Samsung says 34 of its 2026 TVs and soundbars have picked up TÜV Rheinland certifications for lower carbon impact. The Samsung 2026 TVs and soundbar lineup includes OLED TVs, Mini LED and Micro RGB sets, The Frame Pro, and the HW-Q990H flagship soundbar.

The certified products span Samsung’s premium lineup, giving the company a sustainability badge across models it expects buyers to associate with big screens and high-end home theater sound.

Which Samsung 2026 TVs and soundbar got the TÜV Rheinland nod

Samsung says 14 products received the Product Carbon Reduction certification, while 20 devices earned the Product Carbon Footprint certification. In plain English: one badge rewards a measurable drop versus earlier models, while the other covers lifecycle emissions from manufacturing to disposal. That split is useful, because TV makers love to talk about efficiency in use while quietly ignoring the emissions that happen before the box reaches your living room.

  • Product Carbon Reduction: S90H OLED TV, S85H OLED TV, The Frame Pro TV (LS03HW), HW-Q990H soundbar
  • Product Carbon Reduction sizes: S90H and S85H in 55-inch, 65-inch, 77-inch, and 83-inch; The Frame Pro in 65-inch, 75-inch, and 85-inch
  • Product Carbon Footprint: Micro RGB TV (R95H), Micro RGB TV (R85H), S95H OLED TV, S85H OLED TV, The Frame Pro TV (LS03HW)
  • Product Carbon Footprint sizes: Micro RGB TV (R95H) in 65-inch, 75-inch, and 85-inch; Micro RGB TV (R85H) in 55-inch, 65-inch, 75-inch, 85-inch, and 100-inch; S95H and S85H in 55-inch, 65-inch, 77-inch, and 83-inch; The Frame Pro in 55-inch

What Samsung is trying to signal

Samsung’s Visual Display chief framed sustainability as part of innovation, which is the kind of corporate line every hardware giant reaches for once energy efficiency becomes a selling point instead of a footnote. The timing is also sensible: premium TVs are under pressure from rivals that increasingly market picture quality alongside power savings, and soundbars are joining the same conversation as home theater gear gets pulled into broader eco targets.
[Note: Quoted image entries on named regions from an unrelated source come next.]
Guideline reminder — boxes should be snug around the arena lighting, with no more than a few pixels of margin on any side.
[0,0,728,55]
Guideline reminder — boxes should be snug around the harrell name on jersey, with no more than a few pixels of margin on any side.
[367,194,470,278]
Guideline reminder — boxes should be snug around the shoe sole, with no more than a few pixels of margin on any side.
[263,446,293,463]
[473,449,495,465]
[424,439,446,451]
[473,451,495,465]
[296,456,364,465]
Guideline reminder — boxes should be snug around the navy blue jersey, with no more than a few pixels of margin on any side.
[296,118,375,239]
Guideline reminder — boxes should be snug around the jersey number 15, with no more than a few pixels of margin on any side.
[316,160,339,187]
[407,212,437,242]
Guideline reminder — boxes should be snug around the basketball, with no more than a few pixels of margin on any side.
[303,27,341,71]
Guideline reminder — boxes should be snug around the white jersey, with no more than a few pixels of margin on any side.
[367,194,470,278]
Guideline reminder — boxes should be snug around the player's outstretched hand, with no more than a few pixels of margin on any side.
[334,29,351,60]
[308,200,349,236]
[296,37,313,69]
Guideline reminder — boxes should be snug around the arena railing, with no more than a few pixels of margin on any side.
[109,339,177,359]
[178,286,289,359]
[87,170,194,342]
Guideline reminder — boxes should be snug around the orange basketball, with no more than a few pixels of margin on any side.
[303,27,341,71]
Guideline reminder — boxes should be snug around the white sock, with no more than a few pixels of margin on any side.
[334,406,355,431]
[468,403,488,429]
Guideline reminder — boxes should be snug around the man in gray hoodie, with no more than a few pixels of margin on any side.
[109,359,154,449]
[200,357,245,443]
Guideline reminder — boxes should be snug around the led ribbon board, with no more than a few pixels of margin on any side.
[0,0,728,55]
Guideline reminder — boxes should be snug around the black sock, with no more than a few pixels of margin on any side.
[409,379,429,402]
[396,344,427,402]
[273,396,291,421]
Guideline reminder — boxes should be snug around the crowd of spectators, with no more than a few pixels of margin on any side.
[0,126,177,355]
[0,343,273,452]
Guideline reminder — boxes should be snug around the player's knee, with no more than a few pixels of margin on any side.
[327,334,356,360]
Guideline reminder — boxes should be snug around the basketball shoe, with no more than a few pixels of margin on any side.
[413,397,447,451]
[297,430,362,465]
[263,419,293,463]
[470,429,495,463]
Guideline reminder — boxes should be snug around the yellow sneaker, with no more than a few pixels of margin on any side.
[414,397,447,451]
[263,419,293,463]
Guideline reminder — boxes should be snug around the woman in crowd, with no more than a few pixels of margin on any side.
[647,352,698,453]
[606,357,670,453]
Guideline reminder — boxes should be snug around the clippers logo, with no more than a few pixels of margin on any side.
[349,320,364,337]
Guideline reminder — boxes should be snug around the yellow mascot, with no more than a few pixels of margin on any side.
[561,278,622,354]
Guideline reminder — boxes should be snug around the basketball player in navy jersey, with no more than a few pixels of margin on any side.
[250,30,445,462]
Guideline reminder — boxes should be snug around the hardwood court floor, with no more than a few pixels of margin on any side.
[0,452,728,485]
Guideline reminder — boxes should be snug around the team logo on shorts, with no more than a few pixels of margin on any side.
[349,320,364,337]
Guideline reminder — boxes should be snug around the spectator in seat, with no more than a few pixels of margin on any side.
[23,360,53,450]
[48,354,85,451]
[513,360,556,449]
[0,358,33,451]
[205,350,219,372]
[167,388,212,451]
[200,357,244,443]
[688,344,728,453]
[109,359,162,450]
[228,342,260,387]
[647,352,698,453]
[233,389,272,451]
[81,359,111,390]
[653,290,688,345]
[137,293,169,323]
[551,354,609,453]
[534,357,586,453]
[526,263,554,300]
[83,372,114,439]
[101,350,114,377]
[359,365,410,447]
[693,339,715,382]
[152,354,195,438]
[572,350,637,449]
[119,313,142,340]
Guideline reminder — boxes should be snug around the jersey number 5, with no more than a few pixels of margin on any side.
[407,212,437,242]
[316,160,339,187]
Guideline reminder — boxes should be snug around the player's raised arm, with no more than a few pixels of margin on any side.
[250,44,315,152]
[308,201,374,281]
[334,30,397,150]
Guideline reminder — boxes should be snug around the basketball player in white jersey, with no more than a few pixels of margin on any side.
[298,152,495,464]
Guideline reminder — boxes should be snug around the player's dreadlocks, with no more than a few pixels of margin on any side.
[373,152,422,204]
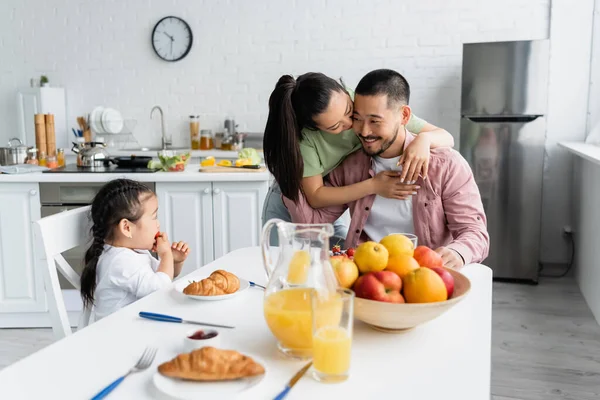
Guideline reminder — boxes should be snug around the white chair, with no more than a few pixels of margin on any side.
[35,206,92,339]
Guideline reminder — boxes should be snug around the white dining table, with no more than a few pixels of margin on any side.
[0,247,492,400]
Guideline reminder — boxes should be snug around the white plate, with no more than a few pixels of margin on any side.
[90,106,104,133]
[175,278,250,301]
[152,355,267,400]
[102,108,123,134]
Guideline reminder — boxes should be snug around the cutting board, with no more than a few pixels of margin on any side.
[200,165,267,172]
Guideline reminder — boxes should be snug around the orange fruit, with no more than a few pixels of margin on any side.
[379,233,415,257]
[413,246,444,268]
[402,268,448,303]
[385,254,419,278]
[354,242,389,274]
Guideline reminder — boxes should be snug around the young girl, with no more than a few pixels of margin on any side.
[81,179,189,320]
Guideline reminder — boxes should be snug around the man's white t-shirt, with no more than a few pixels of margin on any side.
[92,244,171,321]
[363,157,415,242]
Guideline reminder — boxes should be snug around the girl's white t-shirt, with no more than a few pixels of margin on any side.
[92,244,171,321]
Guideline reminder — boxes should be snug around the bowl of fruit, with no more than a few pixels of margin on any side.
[330,234,471,332]
[158,150,190,172]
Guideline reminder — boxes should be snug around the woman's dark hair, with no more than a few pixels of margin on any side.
[81,179,154,307]
[263,72,346,202]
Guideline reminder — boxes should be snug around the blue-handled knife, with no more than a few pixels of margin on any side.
[139,311,235,329]
[273,361,312,400]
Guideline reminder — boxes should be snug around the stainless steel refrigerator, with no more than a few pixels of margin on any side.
[460,40,549,282]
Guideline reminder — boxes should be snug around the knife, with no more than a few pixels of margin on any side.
[217,164,262,169]
[139,311,235,329]
[273,361,312,400]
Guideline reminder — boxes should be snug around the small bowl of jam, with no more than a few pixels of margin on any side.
[183,329,221,351]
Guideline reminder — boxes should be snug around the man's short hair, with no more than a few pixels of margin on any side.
[356,69,410,107]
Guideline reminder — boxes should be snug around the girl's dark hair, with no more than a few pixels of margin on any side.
[81,179,154,307]
[263,72,346,202]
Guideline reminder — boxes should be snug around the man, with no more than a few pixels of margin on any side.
[288,69,489,268]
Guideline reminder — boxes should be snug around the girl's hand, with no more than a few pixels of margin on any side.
[153,232,171,258]
[398,135,431,184]
[372,171,420,200]
[171,242,190,264]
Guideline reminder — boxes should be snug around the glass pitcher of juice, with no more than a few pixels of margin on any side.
[261,219,341,358]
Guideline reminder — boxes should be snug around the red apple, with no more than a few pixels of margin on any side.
[429,267,454,298]
[354,271,404,303]
[413,246,444,268]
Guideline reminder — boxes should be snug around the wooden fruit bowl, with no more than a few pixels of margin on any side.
[354,268,471,332]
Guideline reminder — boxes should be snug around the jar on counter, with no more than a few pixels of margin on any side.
[200,129,215,150]
[56,149,65,167]
[221,136,233,150]
[38,151,46,167]
[25,147,39,165]
[215,132,225,149]
[190,115,200,150]
[46,156,58,169]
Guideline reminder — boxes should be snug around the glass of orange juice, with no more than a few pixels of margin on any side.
[311,288,354,383]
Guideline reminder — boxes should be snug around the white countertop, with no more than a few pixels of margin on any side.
[0,247,492,400]
[558,142,600,165]
[0,164,269,184]
[107,148,248,160]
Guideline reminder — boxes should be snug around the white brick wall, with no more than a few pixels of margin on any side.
[10,0,598,262]
[0,0,550,144]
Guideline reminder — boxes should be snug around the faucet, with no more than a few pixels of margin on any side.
[150,106,172,150]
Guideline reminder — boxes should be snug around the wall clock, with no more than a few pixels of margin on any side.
[152,16,194,61]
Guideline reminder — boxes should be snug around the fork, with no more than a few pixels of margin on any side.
[92,347,157,400]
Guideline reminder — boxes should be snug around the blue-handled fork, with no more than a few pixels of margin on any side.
[92,347,157,400]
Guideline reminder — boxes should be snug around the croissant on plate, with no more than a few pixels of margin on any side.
[183,269,240,296]
[158,347,265,381]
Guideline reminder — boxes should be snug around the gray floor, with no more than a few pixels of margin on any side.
[0,277,600,400]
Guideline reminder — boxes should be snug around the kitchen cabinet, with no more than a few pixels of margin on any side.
[0,183,47,314]
[213,182,268,259]
[156,181,268,275]
[156,182,214,275]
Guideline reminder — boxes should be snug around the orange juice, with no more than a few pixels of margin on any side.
[288,250,310,284]
[264,288,342,356]
[313,326,352,375]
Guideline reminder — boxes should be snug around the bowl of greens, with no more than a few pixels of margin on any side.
[158,150,191,172]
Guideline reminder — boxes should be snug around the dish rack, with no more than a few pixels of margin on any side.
[87,115,141,150]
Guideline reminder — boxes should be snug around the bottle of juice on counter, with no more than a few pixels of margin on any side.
[56,149,65,167]
[38,151,46,167]
[190,115,200,150]
[200,129,215,150]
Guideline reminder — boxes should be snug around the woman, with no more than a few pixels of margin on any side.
[262,72,454,244]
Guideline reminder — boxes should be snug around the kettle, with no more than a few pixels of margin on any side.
[71,142,109,168]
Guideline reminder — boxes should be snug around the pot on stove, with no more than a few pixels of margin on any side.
[71,142,109,168]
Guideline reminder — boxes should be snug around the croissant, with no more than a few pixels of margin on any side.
[158,347,265,381]
[183,269,240,296]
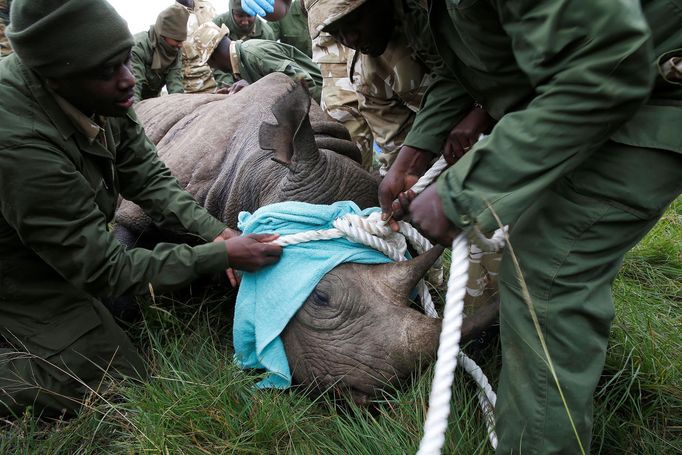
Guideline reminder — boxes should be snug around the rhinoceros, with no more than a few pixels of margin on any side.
[116,73,495,403]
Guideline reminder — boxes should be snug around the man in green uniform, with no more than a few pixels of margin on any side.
[0,0,281,416]
[213,0,277,41]
[132,3,189,102]
[268,0,313,57]
[194,23,322,103]
[0,0,12,58]
[350,0,682,454]
[258,0,491,174]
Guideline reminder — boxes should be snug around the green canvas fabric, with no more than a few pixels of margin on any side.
[429,0,682,454]
[131,26,185,102]
[213,11,277,41]
[268,0,313,57]
[0,54,228,415]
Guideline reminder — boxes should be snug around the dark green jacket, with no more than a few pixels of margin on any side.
[213,11,277,41]
[132,31,185,102]
[393,0,474,154]
[0,55,228,336]
[236,40,322,103]
[430,0,682,230]
[268,0,313,58]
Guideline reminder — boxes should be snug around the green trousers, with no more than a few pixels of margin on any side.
[0,300,145,416]
[496,142,682,455]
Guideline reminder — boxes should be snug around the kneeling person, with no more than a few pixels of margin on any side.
[0,0,281,416]
[193,23,322,103]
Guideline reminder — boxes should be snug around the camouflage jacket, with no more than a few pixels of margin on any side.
[233,40,322,103]
[213,11,277,41]
[351,0,473,154]
[268,0,313,57]
[182,0,216,93]
[131,31,184,102]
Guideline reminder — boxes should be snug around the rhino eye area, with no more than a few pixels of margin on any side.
[311,289,329,306]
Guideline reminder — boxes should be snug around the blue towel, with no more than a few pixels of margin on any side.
[233,201,391,388]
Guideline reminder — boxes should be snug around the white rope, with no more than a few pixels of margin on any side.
[417,233,469,455]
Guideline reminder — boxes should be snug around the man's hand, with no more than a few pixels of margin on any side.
[216,79,249,95]
[213,228,282,287]
[213,228,242,242]
[242,0,275,17]
[379,146,433,231]
[225,234,282,272]
[443,106,493,165]
[405,185,459,247]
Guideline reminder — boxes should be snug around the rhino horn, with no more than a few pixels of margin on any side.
[374,245,444,305]
[258,82,319,164]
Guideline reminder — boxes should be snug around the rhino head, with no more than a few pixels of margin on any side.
[282,247,442,403]
[116,73,379,232]
[116,73,495,403]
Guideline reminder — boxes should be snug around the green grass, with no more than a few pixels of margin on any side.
[0,200,682,455]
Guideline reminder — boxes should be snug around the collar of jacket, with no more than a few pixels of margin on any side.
[230,41,242,79]
[50,94,104,144]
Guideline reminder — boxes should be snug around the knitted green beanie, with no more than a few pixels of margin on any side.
[7,0,134,78]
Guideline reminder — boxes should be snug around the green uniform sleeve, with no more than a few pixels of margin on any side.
[166,51,185,93]
[438,0,653,231]
[404,74,474,155]
[0,143,228,296]
[130,44,147,103]
[116,112,226,241]
[256,18,279,41]
[268,22,284,42]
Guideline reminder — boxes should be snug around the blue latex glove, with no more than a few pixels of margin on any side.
[242,0,275,17]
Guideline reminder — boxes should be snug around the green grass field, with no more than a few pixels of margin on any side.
[0,199,682,455]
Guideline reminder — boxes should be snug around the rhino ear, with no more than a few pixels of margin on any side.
[258,82,319,164]
[374,245,444,302]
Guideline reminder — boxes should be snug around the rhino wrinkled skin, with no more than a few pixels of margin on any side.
[117,73,488,402]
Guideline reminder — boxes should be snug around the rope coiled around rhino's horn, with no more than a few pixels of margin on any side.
[272,212,438,318]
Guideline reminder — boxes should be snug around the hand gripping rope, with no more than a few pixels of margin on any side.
[273,158,504,455]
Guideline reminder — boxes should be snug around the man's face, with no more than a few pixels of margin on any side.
[324,0,395,57]
[49,51,135,117]
[232,9,256,33]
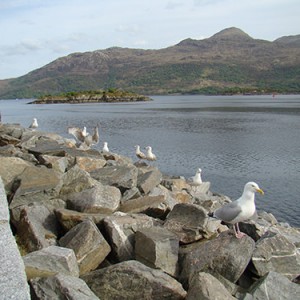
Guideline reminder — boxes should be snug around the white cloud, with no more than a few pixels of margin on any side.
[0,0,300,78]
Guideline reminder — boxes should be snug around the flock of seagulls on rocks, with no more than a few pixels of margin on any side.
[29,118,264,239]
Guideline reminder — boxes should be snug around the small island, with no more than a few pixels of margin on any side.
[28,88,152,104]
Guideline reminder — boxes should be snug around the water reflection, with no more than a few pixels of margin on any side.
[0,95,300,226]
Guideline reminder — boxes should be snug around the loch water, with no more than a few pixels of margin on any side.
[0,95,300,227]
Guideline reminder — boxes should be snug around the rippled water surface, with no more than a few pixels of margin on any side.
[0,95,300,227]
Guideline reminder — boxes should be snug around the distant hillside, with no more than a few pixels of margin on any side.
[0,28,300,99]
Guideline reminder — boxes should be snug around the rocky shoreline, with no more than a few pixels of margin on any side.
[0,124,300,300]
[28,92,151,104]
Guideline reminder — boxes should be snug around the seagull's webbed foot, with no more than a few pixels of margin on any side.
[233,223,246,239]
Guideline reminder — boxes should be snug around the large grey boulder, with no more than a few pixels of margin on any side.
[23,246,79,280]
[30,274,99,300]
[10,166,60,208]
[55,208,107,232]
[252,232,300,279]
[82,260,186,300]
[135,226,179,277]
[14,203,59,252]
[60,165,97,199]
[179,232,255,286]
[164,203,220,244]
[75,156,106,173]
[119,195,168,218]
[67,182,122,214]
[59,219,111,275]
[0,156,32,194]
[249,272,300,300]
[91,165,138,191]
[103,213,161,262]
[38,155,69,173]
[0,177,30,300]
[186,272,236,300]
[137,168,162,194]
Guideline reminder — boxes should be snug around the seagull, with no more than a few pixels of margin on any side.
[209,182,264,239]
[68,127,88,143]
[29,118,39,130]
[102,142,109,153]
[84,125,99,147]
[188,168,202,186]
[146,146,156,161]
[135,145,146,159]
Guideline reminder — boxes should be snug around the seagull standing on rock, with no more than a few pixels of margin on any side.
[102,142,109,153]
[135,145,146,159]
[146,146,156,161]
[188,168,202,187]
[29,118,39,130]
[209,182,264,239]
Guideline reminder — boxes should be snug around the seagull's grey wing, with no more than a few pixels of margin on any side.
[214,202,242,223]
[92,126,99,145]
[68,127,85,143]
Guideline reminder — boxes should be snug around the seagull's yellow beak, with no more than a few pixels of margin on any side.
[256,189,265,195]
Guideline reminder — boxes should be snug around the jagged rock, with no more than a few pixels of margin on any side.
[75,156,106,173]
[103,213,161,261]
[10,166,60,208]
[135,226,179,277]
[23,246,79,280]
[189,181,210,198]
[0,156,32,194]
[252,232,300,279]
[269,224,300,251]
[0,134,20,147]
[0,177,30,300]
[39,155,68,173]
[179,232,255,286]
[91,165,138,190]
[186,272,236,300]
[249,272,300,300]
[60,165,97,198]
[148,184,178,211]
[30,274,99,300]
[14,203,59,252]
[82,260,186,300]
[137,168,162,194]
[239,212,277,241]
[67,182,121,214]
[164,203,220,244]
[55,208,107,232]
[119,195,168,218]
[121,187,141,203]
[161,176,190,191]
[0,124,26,139]
[59,220,111,275]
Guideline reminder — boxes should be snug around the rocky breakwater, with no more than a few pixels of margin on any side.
[0,124,300,300]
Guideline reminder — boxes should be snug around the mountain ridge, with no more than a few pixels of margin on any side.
[0,27,300,99]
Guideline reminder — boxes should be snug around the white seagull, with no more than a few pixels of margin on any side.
[146,146,156,161]
[68,127,88,143]
[209,182,264,239]
[84,125,99,147]
[188,168,202,187]
[135,145,146,159]
[29,118,39,130]
[102,142,109,153]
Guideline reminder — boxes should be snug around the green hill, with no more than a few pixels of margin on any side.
[0,28,300,99]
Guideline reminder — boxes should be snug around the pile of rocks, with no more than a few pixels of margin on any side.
[0,124,300,300]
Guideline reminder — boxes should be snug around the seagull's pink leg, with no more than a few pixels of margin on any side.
[233,223,246,239]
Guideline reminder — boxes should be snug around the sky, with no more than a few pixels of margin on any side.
[0,0,300,79]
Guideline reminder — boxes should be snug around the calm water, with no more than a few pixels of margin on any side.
[0,95,300,227]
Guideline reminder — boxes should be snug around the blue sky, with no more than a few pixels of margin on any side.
[0,0,300,79]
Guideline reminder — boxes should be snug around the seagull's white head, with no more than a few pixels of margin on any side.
[244,181,264,195]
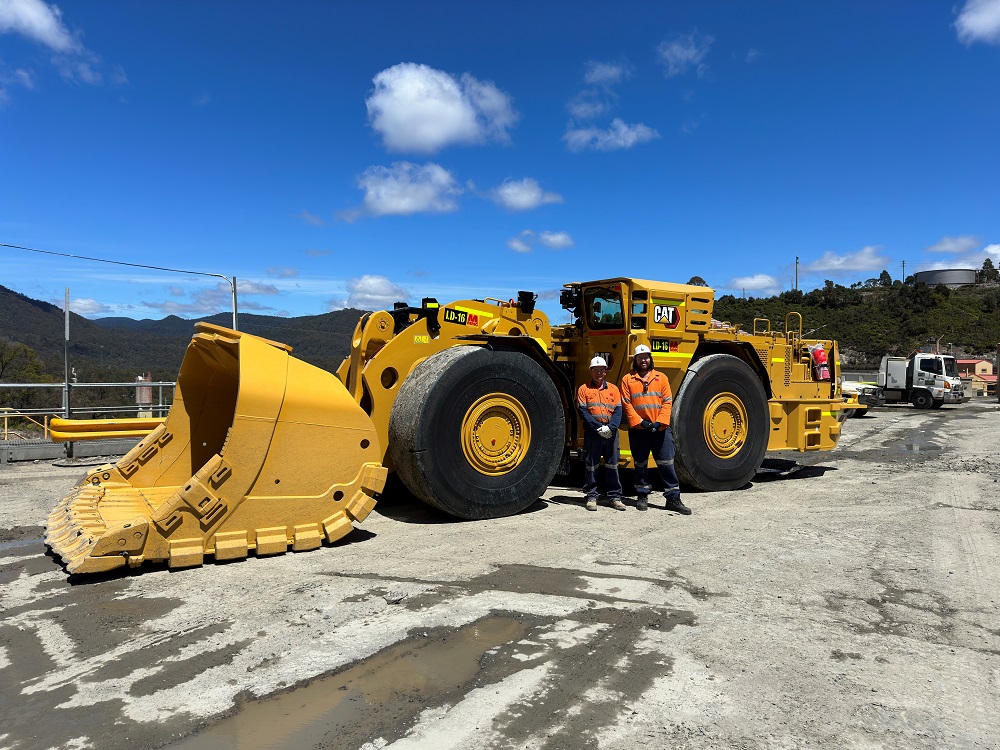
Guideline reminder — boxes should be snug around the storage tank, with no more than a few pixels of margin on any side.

There is some real substance here, though. TÜV Rheinland is a recognized German certification body, and certification programs like this are becoming a differentiator in a market where consumers are more likely to notice size and brightness than lifecycle emissions. Samsung is clearly betting that a cleaner badge on a bigger TV will look less like marketing fluff and more like product design discipline. That is a smarter sell than pretending sustainability is separate from hardware performance.

The greener TV race is getting crowded

Samsung is not doing this in a vacuum. TV makers have been racing to trim standby power, improve panel efficiency, and win third-party validation because regulators and retailers keep asking tougher questions. The fact that Samsung is spreading certifications across OLED, Mini LED, and Micro RGB lines suggests it wants to make sustainability part of the whole portfolio, not just a PR-friendly side project.

The bigger question is how much shoppers will care before price and picture quality take over, as they usually do. Still, if Samsung can keep stacking certifications on future flagships, that gives it another talking point against rivals that are selling ”premium” without much evidence of cleaner engineering. Expect this kind of badge warfare to become standard on the top end, because the easiest place to sell green hardware is still the place where the margins are already highest.